For the worker, we went ahead with a normal python worker, which simply runs a process and loads all the required data in its memory. As soon as the worker starts, it listens on a SQS queue named evalai_submission_queue for new submission messages.

Submission Worker

The submission worker are responsible for processing submission messages. It listens on a queue named evalai_submission_queue, and on receiving a message for a submission, it processes and evaluates the submission.

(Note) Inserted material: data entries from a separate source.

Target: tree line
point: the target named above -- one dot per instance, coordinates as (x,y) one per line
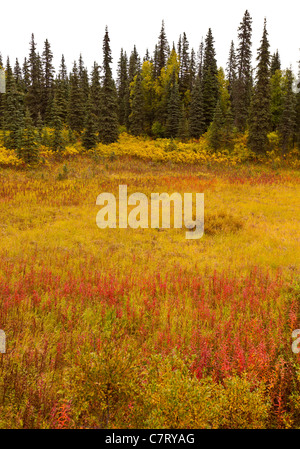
(173,93)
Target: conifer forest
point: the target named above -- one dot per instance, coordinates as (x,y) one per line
(136,327)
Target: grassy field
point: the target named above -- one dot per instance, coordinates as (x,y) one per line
(124,328)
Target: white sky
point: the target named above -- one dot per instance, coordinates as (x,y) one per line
(74,26)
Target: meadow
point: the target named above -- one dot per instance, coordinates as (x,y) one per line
(142,328)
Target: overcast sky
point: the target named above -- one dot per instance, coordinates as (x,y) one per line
(73,27)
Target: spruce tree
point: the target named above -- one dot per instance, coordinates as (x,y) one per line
(56,122)
(242,86)
(275,63)
(89,138)
(34,99)
(231,69)
(184,74)
(297,119)
(287,123)
(196,118)
(83,80)
(13,114)
(136,118)
(276,104)
(76,106)
(109,104)
(215,130)
(192,70)
(173,108)
(28,150)
(122,84)
(95,95)
(260,115)
(26,75)
(210,88)
(162,49)
(200,56)
(62,91)
(18,76)
(48,85)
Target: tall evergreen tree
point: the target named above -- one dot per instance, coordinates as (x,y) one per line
(48,85)
(76,106)
(26,75)
(28,150)
(18,76)
(215,130)
(275,63)
(210,88)
(162,49)
(174,108)
(56,122)
(34,96)
(83,80)
(122,86)
(243,84)
(276,104)
(200,56)
(297,124)
(184,74)
(196,118)
(109,102)
(95,95)
(260,116)
(62,91)
(89,138)
(136,118)
(13,114)
(192,70)
(231,69)
(287,123)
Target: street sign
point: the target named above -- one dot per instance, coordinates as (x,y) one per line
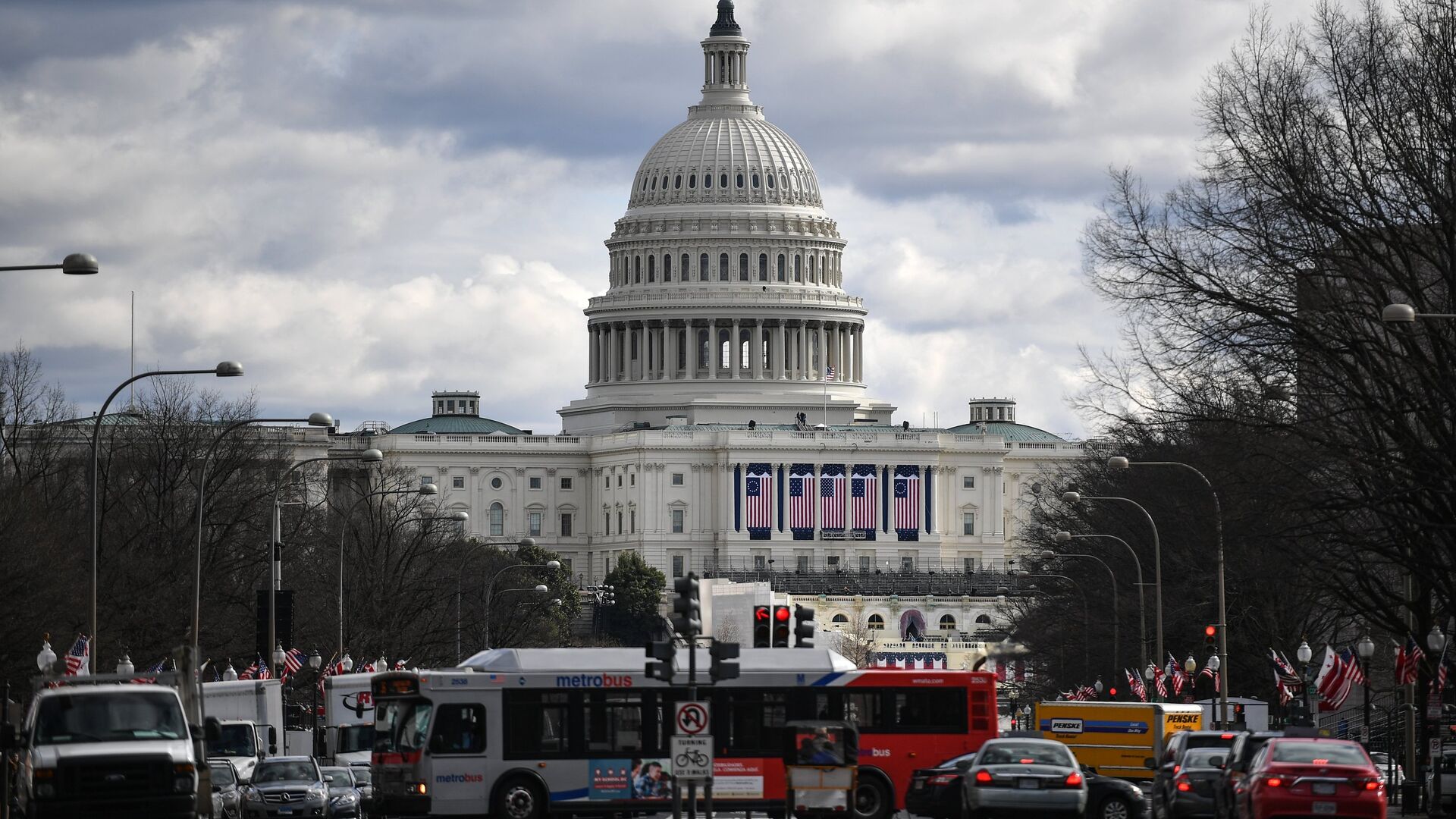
(692,719)
(692,757)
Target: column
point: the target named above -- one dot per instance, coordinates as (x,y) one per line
(714,350)
(736,352)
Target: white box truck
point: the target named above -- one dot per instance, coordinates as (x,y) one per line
(348,711)
(251,716)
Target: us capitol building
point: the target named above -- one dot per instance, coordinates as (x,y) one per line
(726,426)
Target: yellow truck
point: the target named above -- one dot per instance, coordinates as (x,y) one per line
(1117,739)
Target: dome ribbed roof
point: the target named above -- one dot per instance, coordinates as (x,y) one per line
(692,162)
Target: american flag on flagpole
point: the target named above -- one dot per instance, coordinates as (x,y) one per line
(862,499)
(908,502)
(801,502)
(77,661)
(759,490)
(832,500)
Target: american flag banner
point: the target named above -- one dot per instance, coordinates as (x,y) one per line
(862,490)
(77,661)
(759,496)
(801,497)
(832,497)
(908,499)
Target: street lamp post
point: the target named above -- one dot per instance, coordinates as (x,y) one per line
(1142,605)
(1158,560)
(275,557)
(344,529)
(1119,463)
(1049,554)
(313,420)
(73,264)
(226,369)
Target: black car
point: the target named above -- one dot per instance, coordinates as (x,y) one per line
(937,793)
(1171,761)
(1237,767)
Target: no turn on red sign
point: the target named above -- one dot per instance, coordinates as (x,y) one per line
(692,719)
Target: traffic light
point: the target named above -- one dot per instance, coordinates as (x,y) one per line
(663,651)
(781,627)
(688,615)
(762,627)
(724,665)
(802,627)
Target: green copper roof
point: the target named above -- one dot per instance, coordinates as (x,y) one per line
(1009,431)
(456,425)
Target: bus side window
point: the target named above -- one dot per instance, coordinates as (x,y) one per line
(459,729)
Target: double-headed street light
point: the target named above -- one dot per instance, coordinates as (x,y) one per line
(313,420)
(1119,463)
(73,264)
(226,369)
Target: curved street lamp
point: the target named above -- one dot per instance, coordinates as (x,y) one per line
(73,264)
(224,369)
(313,420)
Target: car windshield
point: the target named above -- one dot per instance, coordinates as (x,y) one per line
(234,741)
(286,773)
(338,779)
(1320,754)
(221,774)
(109,717)
(1024,754)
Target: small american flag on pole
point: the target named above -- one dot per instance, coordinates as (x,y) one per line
(77,661)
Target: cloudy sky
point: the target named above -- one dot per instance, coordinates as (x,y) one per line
(369,200)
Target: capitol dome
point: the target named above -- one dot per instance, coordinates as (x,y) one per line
(726,292)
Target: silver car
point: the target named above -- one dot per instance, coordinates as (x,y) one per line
(1033,777)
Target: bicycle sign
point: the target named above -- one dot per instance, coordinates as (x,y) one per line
(692,757)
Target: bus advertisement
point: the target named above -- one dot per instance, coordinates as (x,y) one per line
(517,733)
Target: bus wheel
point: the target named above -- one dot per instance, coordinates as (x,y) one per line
(873,799)
(520,799)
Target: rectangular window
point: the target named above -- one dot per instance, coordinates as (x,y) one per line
(535,723)
(459,729)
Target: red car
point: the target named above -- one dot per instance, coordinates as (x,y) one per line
(1310,777)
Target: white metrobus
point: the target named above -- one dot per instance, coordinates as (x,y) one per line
(519,733)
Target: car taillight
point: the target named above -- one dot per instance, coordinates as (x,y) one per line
(944,780)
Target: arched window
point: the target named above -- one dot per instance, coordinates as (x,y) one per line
(497,519)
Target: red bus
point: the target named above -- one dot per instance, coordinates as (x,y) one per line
(519,733)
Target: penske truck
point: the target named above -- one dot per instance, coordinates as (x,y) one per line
(1117,739)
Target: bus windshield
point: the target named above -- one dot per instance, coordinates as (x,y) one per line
(356,738)
(400,726)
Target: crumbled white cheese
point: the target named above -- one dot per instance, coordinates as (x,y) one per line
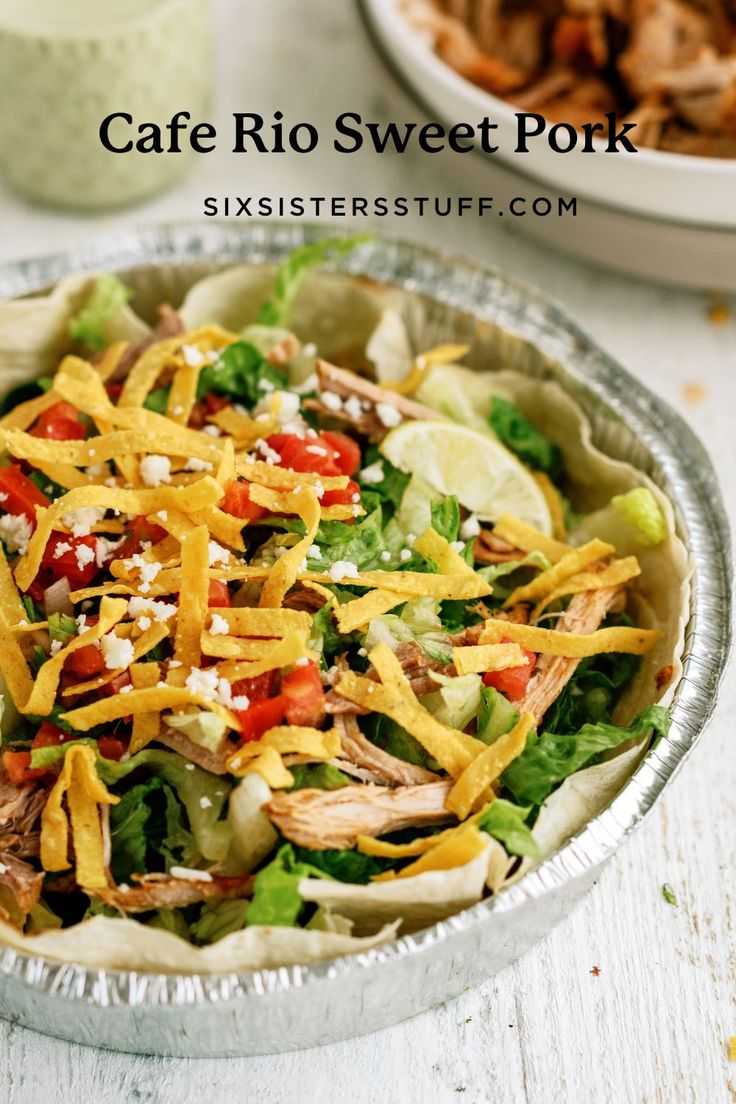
(373,473)
(219,626)
(192,356)
(202,682)
(156,470)
(16,531)
(84,555)
(187,874)
(82,520)
(117,651)
(353,407)
(268,454)
(104,549)
(330,400)
(216,553)
(343,569)
(387,414)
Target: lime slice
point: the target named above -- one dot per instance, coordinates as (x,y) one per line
(483,475)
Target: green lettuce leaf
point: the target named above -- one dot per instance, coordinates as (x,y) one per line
(523,438)
(238,371)
(89,325)
(551,757)
(275,894)
(291,274)
(507,823)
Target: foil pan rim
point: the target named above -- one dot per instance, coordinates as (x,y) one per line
(672,445)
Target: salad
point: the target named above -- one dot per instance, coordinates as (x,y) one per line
(292,657)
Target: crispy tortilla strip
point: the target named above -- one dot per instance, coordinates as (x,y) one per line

One of the major design changes that we decided to implement in the submission worker was to load all the data related to the challenge in the worker’s memory, instead of fetching it every time a new submission message arrives. So the worker, when starting, fetches the list of active challenges from the database and then loads it into memory by maintaining the map EVALUATION_SCRIPTS on challenge id. This was actually a major performance improvement.

Another major design change that we incorporated here was to dynamically import the challenge module and to load it in the map instead of invoking a new python process every time a submission message arrives. So now whenever a new message for a submission is received, we already have its corresponding challenge module being loaded in a map called EVALUATION_SCRIPTS, and we just need to call

EVALUATION_SCRIPTS[challenge_id].evaluate(*params)

This was again a major performance improvement, which saved us from the task of invoking and managing Python processes to evaluate submission messages. Also, invoking a new python process every time for a new submission would have been really slow.